発達障害とは、生まれつきの脳機能障害です。
「発達障害」は、大きく分けて次のようなものに分類されます。
●ASD(自閉スペクトラム症、アスペルガー症候群、広汎性発達障害)
●ADHD(注意欠如・多動性障害)
●LD (学習障害)/ SLD(限局性学習症)
ASD(自閉スペクトラム症)とは
対人関係が苦手、こだわりが強い(興味・関心が限定される、特定の行動を繰り返す)などの特徴がある発達障害です。
これまで自閉症やアスペルガー症候群、広汎性発達障害などと呼ばれてきた障害のグループがASDとしてまとめられました。
ASDには以下のような特性がみられます。
①社会性の難しさ
・非常識と思われる行動をする
・暗黙のルールがわからない
・協調性が少なく、人とうまく関われない
②コミュニケーションの難しさ
・話が一方的になりがちで言葉のキャッチボールが苦手
・人の話を聴けない
・表現が独特
・感情が表情に出にくい
・言葉通り受け取ってしまう
③想像することの難しさ
・相手の気持ちを読み取るのが苦手
・興味の偏り、こだわりが強い
・臨機応変な対応、予定の変更が苦手
・複数処理が難しい
・気持ちの切り替えが苦手
ADHDとは、「注意欠如・多動症/注意欠如・多動性障害」とも呼ばれ、
不注意(集中力がない)
多動性(じっとしていられない)
衝動性(思いつくと行動してしまう)
といった症状が見られる障害です。
症状の現れ方によって不注意優勢型、多動・衝動優勢型、混合型に分類されます。
ADHDの子は、その特性により授業中に集中することが難しかったり、忘れ物が多いなど、叱られることが多くなりがちです。

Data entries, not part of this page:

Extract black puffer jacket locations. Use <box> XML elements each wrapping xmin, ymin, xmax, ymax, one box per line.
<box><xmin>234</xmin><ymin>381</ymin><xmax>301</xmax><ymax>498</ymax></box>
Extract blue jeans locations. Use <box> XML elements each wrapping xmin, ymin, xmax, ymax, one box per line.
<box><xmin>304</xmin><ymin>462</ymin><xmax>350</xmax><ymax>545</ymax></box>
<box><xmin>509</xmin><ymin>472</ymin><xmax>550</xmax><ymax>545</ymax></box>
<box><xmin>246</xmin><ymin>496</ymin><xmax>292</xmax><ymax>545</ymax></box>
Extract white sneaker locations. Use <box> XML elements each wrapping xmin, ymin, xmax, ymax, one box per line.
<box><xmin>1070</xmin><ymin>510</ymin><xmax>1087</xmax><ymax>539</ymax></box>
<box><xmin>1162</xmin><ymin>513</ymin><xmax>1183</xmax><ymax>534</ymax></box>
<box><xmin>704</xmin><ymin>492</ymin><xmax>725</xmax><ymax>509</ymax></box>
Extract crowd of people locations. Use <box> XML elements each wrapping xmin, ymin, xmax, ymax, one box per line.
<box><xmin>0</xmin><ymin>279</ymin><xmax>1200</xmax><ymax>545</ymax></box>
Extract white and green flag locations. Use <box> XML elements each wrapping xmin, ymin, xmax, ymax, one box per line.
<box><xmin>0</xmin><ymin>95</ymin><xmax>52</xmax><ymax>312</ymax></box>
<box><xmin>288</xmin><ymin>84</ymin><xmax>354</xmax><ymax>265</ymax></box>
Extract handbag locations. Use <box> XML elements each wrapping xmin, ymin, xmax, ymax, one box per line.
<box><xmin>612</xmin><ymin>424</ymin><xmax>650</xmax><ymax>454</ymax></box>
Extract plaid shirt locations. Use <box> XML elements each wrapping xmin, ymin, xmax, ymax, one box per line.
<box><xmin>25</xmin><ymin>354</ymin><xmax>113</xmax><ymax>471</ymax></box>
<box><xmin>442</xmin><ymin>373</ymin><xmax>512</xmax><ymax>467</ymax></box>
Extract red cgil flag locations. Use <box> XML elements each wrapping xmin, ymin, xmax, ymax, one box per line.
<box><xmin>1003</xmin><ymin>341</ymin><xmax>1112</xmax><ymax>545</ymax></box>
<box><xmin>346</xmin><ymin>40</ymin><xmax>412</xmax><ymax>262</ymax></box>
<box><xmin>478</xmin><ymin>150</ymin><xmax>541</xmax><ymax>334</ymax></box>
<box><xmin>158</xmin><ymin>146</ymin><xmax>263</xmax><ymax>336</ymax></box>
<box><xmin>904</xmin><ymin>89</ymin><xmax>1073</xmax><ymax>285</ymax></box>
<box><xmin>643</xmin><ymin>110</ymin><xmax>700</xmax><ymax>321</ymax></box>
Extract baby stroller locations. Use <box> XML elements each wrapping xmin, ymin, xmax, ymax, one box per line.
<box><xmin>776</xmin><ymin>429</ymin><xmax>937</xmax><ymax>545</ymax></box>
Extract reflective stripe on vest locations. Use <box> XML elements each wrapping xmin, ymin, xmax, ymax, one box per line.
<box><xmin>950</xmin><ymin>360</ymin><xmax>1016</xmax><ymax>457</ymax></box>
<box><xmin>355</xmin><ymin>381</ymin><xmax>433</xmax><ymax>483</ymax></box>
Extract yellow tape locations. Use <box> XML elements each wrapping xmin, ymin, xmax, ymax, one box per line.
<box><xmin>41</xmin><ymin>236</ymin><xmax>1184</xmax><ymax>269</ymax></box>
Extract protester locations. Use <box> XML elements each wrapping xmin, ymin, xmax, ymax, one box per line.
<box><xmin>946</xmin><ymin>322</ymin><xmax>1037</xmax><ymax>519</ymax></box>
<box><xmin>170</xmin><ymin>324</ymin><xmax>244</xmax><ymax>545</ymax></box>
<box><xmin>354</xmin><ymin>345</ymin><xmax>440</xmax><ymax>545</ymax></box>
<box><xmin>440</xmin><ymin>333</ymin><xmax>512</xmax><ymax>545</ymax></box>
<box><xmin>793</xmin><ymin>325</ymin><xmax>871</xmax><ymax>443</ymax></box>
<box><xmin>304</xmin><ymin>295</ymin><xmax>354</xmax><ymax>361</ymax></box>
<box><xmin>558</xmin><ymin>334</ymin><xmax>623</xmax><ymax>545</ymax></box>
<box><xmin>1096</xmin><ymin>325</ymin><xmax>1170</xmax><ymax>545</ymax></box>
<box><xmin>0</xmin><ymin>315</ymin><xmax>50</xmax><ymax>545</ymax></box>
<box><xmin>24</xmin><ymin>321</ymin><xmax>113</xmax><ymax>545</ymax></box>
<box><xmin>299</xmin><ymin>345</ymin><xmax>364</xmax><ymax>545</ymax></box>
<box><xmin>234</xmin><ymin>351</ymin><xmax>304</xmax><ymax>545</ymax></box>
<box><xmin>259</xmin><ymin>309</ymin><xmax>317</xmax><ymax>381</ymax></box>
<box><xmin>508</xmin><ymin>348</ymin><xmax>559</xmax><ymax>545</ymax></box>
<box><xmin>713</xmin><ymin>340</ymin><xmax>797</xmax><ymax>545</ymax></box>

叱られることが増えていくと、自信を失い、追い詰められてしまうということもあるので、特性を理解した対応をすることが大切です。
以前は「注意欠陥・多動性障害」という診断名でしたが、2013年に刊行された診断基準DSM-5で、「注意欠如・多動症/注意欠如・多動性障害」に変更されました。
不注意優勢型
「不注意」の特徴が強く現れ、「多動・衝動」の特徴があまり強くないタイプ。
授業中に集中し続けることが難しい、忘れ物が多い、外からの刺激などですぐに気がそれてしまうなどの特徴があります。
逆に自分の好きなことについて考えたり取り組んだりしていると、話しかけられても気づかず、周囲の人に「無視をした」と誤解されることもあります。
多動・衝動優勢型
「多動性及び衝動性」の特徴が強く現れ、「不注意」の特徴があまり強くないタイプ。動いていないと気分的に落ち着かないだけでなく、無意識のうちに身体が動いてしまう、感情や欲求のコントロールが苦手などの特徴があります。授業中でも立ち歩く、指名されていないのに答えてしまう、などの特徴から、集団生活で落ち着きのなさについて指摘されることも多いです。
混合型
「不注意」と「多動性および衝動性」の特徴をともに満たしているタイプ。
学習障害(LD)とは、基本的には全般的な知的発達に遅れはありませんが、聞く、話す、読む、書く、計算する又は推論する能力のうち特定のものの習得と使用に著しい困難を示す様々な状態を指すものです。
その原因として中枢神経系に何らかの機能障害があると推定されますが、視覚障害、聴覚障害、知的障害、情緒障害などの障害や、環境的な要因が直接の原因となるものではありません。
学習障害(LD)は、主に
・読字障害(ディスレクシア)
・書字表出障害(ディスグラフィア)
・算数障害(ディスカリキュリア)
の3つがあります。
苦手分野以外の知的能力に問題が見られないことが多いため、学習障害は発達障害の中でも判断が難しい種類の障害です。
読み書きや計算能力は、ほとんどの子どもが就学前には学んでいません。
そのため、本格的な学習に入るまで判断が難しく、障害に気づかないことも少なくありません。
中にはその人の学習困難が発達障害によるものではなく単なる苦手分野だと判断され、大人になるまで気づかれないことも多くあります。
学習障害の人は「聞く」「話す」「読む」「書く」「計算する」という5つの能力の全てに必ず困難があるというわけではなく、一部の能力だけに困難がある場合が多いようです。
読む能力はあっても書くのが苦手、他の教科は問題ないのに数学だけは理解ができないなど、ある特定分野に偏りが見られます。
また、同じ「読む」ことの障害でも、ひらがなは問題なくても漢字が苦手など、その状態はさまざまです。
一方、読字と書字の障害など、複数が併せて現れる場合も多く見られます。